Остальные каменщики подошли ближе И, быстро смекнув, в чем дело, злобно смотрели на бывшего унтер-офицера. Жосс поднялся, чтобы дать отпор. Он пожалел, что не захватил револьвер, и решил принести его на следующий же день, чтобы проучить смутьяна. Но тут вмешалась хозяйка, умоляя зачинщика ссоры не трогать ее клиентов. Тот как будто затих, и на том дело бы кончилось, если б как раз в эту минуту в кафе не вошли два младших офицера, которые возвращались из бывшей кавалерийской казармы. Они спросили о причине скандала, каменщик снова воспылал злобой и, кивком головы указав на своего врага, внезапно, словно по наитию, произнес самые подходящие слова, чтобы унизить его в присутствии двух военных:
— Мой бывший ундер, — сказал он. — Теперь, когда его вышибли из седла, он приходит сюда полюбоваться казармой в надежде попробовать еще разок.
Встретив смущенный взгляд двух военных, Жосс покраснел и почувствовал себя голым. Он решил, что никогда больше не войдет в маленькое кафе, никогда не будет бродить около казармы. Этот эпизод привел его в угнетенное состояние. Впервые он ощутил, насколько возврат к гражданской жизни, лишив преимуществ звания и всесильного покровительства армии, сделал его уязвимым перед лицом внешнего мира и насколько это умаляло его престиж.
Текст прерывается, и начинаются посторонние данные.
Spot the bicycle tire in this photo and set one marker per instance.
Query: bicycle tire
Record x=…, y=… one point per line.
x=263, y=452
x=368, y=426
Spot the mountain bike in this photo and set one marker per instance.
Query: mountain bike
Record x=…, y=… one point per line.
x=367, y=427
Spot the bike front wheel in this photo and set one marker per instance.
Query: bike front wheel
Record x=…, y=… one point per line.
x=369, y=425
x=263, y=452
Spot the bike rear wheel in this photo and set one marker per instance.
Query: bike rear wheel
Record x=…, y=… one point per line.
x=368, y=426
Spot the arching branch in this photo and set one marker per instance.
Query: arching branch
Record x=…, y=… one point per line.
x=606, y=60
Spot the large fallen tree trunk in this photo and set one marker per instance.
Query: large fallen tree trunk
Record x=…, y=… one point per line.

Подчиненный иерархии мир, в котором более тридцати лет он находил поддержку при любых обстоятельствах, этот мир был теперь для него закрыт, и он понял, что не имеет никакой власти над странной и хаотической стихией, куда его забросило увольнение в отставку.
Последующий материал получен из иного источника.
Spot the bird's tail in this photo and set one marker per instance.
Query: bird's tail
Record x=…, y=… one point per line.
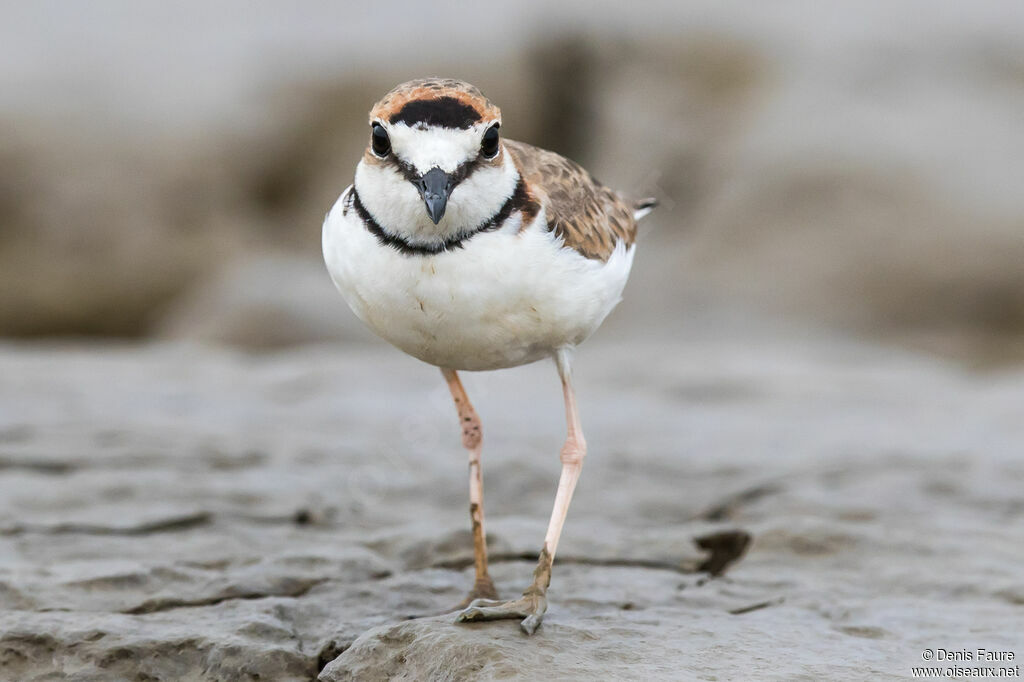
x=643, y=207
Лишившись вылазок в окрестности казармы и в публичный дом, Жосс потерял всякую охоту выходить из дому куда бы то ни было. Прогулки его стали более короткими, менее частыми и менее регулярными. На городских улицах и за городом — везде он чувствовал себя чужим для всех и для самого себя и, спеша вернуться домой, иногда ловил себя на том, что бежит бегом. Дома и только дома он вновь обретал себя, вступал во владение своим «я» и наслаждался возможностью жить взаперти, в атмосфере злобы и безопасности. Впрочем, он был несколько обеспокоен тем, что после нескольких месяцев пребывания у сестры словно бы пустил здесь корни и, зная ее тайное желание одержать над ним верх и подчинить себе, делал иногда слабые попытки распрощаться с ней, но попытки эти ограничивались словами, и Валери уже не принимала всерьез его угрозы уехать. Чувствуя, что жертва созревает, она искусно расшатывала его волю, ухитрялась создать ему дома наибольший комфорт и в то же время обостряла разногласия, придающие остроту совместной жизни. Она уже предвидела момент, когда брат, одинокий, опутанный сетью привычки и неспособный создать себе иное существование, вне стен этого дома, окажется в полной ее власти и она пригрозит выгнать его, мягко уклоняясь от любых пререканий. Она заранее обдумала свои слова, свои интонации, слышала, как ласково говорит ему: «Мой дорогой, у меня трудный характер. Возможно, он не всегда дает мне возможность выразить мою истинную нежность к тебе, и я подумываю, не лучше ли будет, как в твоих интересах, так и в моих, если ты переедешь жить под другую крышу». В душе она лелеяла мечту заставить его с утра до вечера работать в саду.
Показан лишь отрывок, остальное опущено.